Hacker News new | ask | show | jobs
by olliej 791 days ago
I know C++ the language but not the STL (the overwhelming abundance of UB and total lack of safety make it an anathema), so my question is why the STL allows/requires non-move here copying here dependent on whether an object has a no throw move constructor?

Note I’m not asking about move constructor vs memmove/cpy but rather the use of copy constructor vs move depending on exception behavior? Is it something like prefer no throw copy constructor over “throwing” move?

7 comments

That’s a bit like saying you know C++ but not streams or templates, or C but not floating point operations. It’s probably worth learning STL.

Anyway, the reason to use move instead of copy is for performance. Move constructors are faster because they can leave the source object modified (e.g., take over control of a pointer to deep contents). This falls apart when the move constructor can throw, because the container might be part way through a resize when this happens, leaving the object before the exception modified and the code in an unrecoverable state.

Basically, unless we can be super duper 100% certain we’re going to make it through the operation without throwing an exception, we’re going to copy, leaving the objects in question in an unaltered state, and holding to the promises of the standard.

I phrased that badly - it should have been “I don’t know every edge case in the STL, and so I don’t know why this would have different behavior”.

However thanks for explaining the issue. This one is obvious and I just completely failed to think about how you ensure the source object is in a safe state if an exception occurs part way through moving the source data. It seems to imply the old MSVC behaviour was incorrect in such a scenario, but I hadn’t considered that possibility so assumed it was correct and therefore didn’t think of why this behaviour is required.

My solution is of course to simply not allow exceptions because the c++ model of everything implicitly throwing is just as annoying as Java’s “let’s explicitly annotate everything” model albeit with different paths to sadness.

Fair enough. Honestly, there are very few people in the world who could confidently claim that they know all of the STL. The first place I worked at disallowed it (MSVC 5 was fresh then, so it was somewhat understandable), and we had our own performance centric data structures. But the value of container classes and promises about performance first really hit me when I went to my next job and dug in on the STL. Truly eye opening stuff, and absolutely available for reading (which was pretty cool at the time).
> leaving the object before the exception modified and the code in an unrecoverable state

It isn't likely to leave the code in an unrecoverable state even if recovery is calling std::terminate (or worse).

It is likely to leave the data in an unrecoverable state. Imagine that a vector of 4 items was resized -- the first two objects move successfully, but the third one throws an exception. Then in your move function, you catch that and decide to undo your changes before propagating the error. Then when you're undoing the changes the first object throws an exception when it's being moved back. Oof! At best you've got multiple active exceptions (legal if you're in the catch handler, but should be rare and definitely should be avoided) and at worst your data is indeed unrecoverable (thus one of many reasons why std::terminate is the default option when multiple exceptions are alive on the same stack).
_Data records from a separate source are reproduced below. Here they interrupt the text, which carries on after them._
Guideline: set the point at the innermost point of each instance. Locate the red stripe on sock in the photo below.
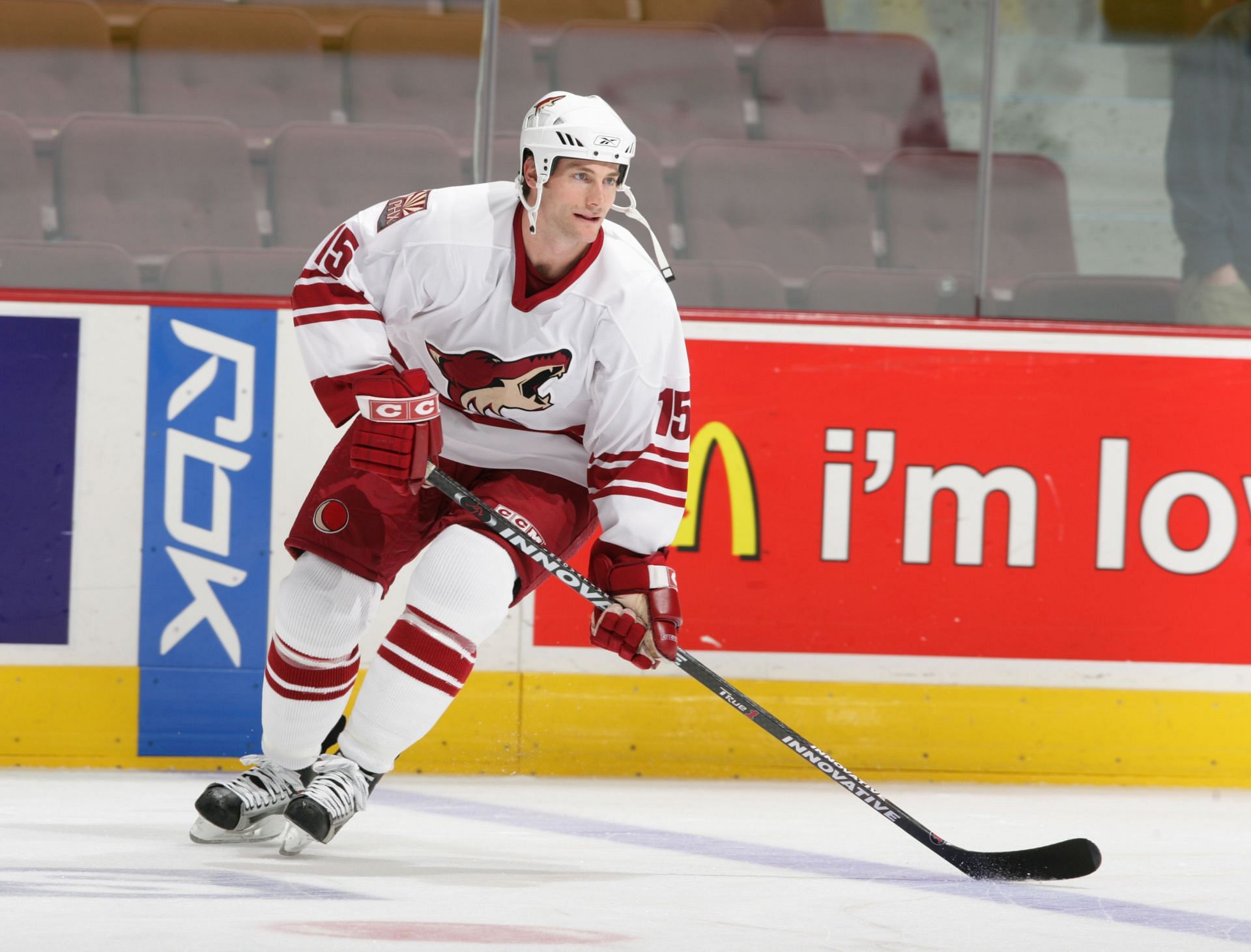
(307, 676)
(422, 644)
(435, 624)
(399, 663)
(283, 691)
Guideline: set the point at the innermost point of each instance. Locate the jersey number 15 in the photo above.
(674, 414)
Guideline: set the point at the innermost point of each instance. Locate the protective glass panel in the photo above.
(1121, 167)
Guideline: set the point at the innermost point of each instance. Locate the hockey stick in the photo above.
(1056, 861)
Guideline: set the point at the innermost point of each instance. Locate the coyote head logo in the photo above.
(480, 381)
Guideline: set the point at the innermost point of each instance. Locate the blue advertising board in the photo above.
(39, 392)
(208, 480)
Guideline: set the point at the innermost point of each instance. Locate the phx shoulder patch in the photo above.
(403, 207)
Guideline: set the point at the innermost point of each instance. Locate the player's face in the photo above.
(577, 198)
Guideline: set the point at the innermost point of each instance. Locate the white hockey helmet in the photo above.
(564, 125)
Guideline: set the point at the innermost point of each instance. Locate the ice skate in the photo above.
(337, 792)
(250, 807)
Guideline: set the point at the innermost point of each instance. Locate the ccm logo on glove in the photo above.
(409, 409)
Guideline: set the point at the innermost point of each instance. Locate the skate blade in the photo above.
(295, 841)
(259, 832)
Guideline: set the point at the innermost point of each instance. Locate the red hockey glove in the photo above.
(646, 626)
(398, 429)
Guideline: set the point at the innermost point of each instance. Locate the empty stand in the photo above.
(154, 184)
(19, 182)
(55, 59)
(1096, 298)
(85, 265)
(792, 207)
(884, 291)
(671, 83)
(322, 173)
(258, 66)
(753, 16)
(727, 284)
(231, 270)
(930, 212)
(406, 66)
(558, 12)
(871, 92)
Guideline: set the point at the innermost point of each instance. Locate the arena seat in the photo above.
(323, 173)
(1096, 298)
(930, 212)
(794, 207)
(232, 270)
(258, 66)
(19, 182)
(81, 265)
(55, 61)
(743, 16)
(560, 12)
(727, 284)
(674, 83)
(406, 66)
(885, 291)
(871, 92)
(153, 184)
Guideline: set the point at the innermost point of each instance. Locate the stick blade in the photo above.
(1069, 859)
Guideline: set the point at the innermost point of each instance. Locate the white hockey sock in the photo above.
(313, 658)
(459, 593)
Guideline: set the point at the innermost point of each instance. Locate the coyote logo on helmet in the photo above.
(545, 103)
(483, 383)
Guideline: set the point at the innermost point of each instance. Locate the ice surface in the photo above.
(95, 859)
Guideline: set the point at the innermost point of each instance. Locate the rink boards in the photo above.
(936, 548)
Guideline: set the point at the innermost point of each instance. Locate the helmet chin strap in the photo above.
(532, 212)
(632, 212)
(629, 210)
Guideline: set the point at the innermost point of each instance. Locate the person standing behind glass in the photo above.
(1209, 169)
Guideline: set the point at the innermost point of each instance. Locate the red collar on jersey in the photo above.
(521, 300)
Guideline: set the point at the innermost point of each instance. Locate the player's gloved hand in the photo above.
(644, 628)
(398, 429)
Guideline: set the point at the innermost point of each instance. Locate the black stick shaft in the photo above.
(1060, 861)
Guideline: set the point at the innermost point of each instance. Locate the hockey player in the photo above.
(532, 349)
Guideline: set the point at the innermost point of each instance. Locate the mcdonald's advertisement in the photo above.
(961, 491)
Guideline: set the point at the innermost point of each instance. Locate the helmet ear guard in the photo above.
(563, 125)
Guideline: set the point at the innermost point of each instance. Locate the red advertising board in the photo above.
(969, 493)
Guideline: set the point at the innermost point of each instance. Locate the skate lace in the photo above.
(341, 786)
(266, 783)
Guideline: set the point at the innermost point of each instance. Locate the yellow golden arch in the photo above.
(745, 540)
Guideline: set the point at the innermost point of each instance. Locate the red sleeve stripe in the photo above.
(329, 295)
(657, 451)
(319, 315)
(678, 502)
(642, 470)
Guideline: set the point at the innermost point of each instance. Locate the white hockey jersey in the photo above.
(587, 381)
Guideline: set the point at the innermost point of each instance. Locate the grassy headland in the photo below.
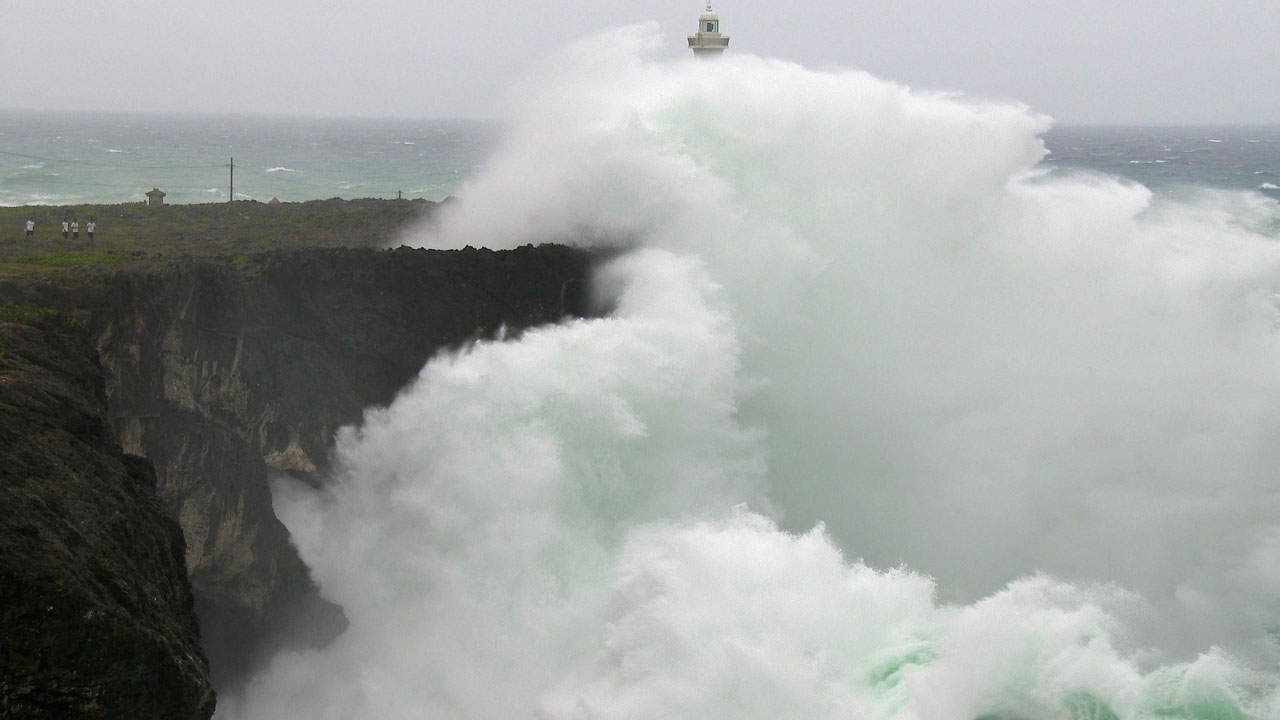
(136, 235)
Sure, but assumptions about the state of data are made in real world code. It’s just a mess, which is why the code in question needs to break into jail and very explicitly indicate that it isn’t going to fire off exceptions (and hold to it). Honestly, C++ move semantics and default behaviors could be its own very lengthy conversation. It’s why the bulk of my C++ code over the years has been explicit about references and copies (since most of my C++ code has been about high performance real time rendering or data analysis).
The overwhelming C++ priority beating both safety and performance, often to the consternation of the performance people, is backwards compatibility with dusty archaic code. If it was written by somebody whose funeral was last century, WG21 thinks it's important that it still compiles in your C++ 23 compiler whenever you get one of those. Not crucial. Not so that they actually defined the language sensibly to avoid compatibility problems, but important enough to trump mere performance or safety concerns.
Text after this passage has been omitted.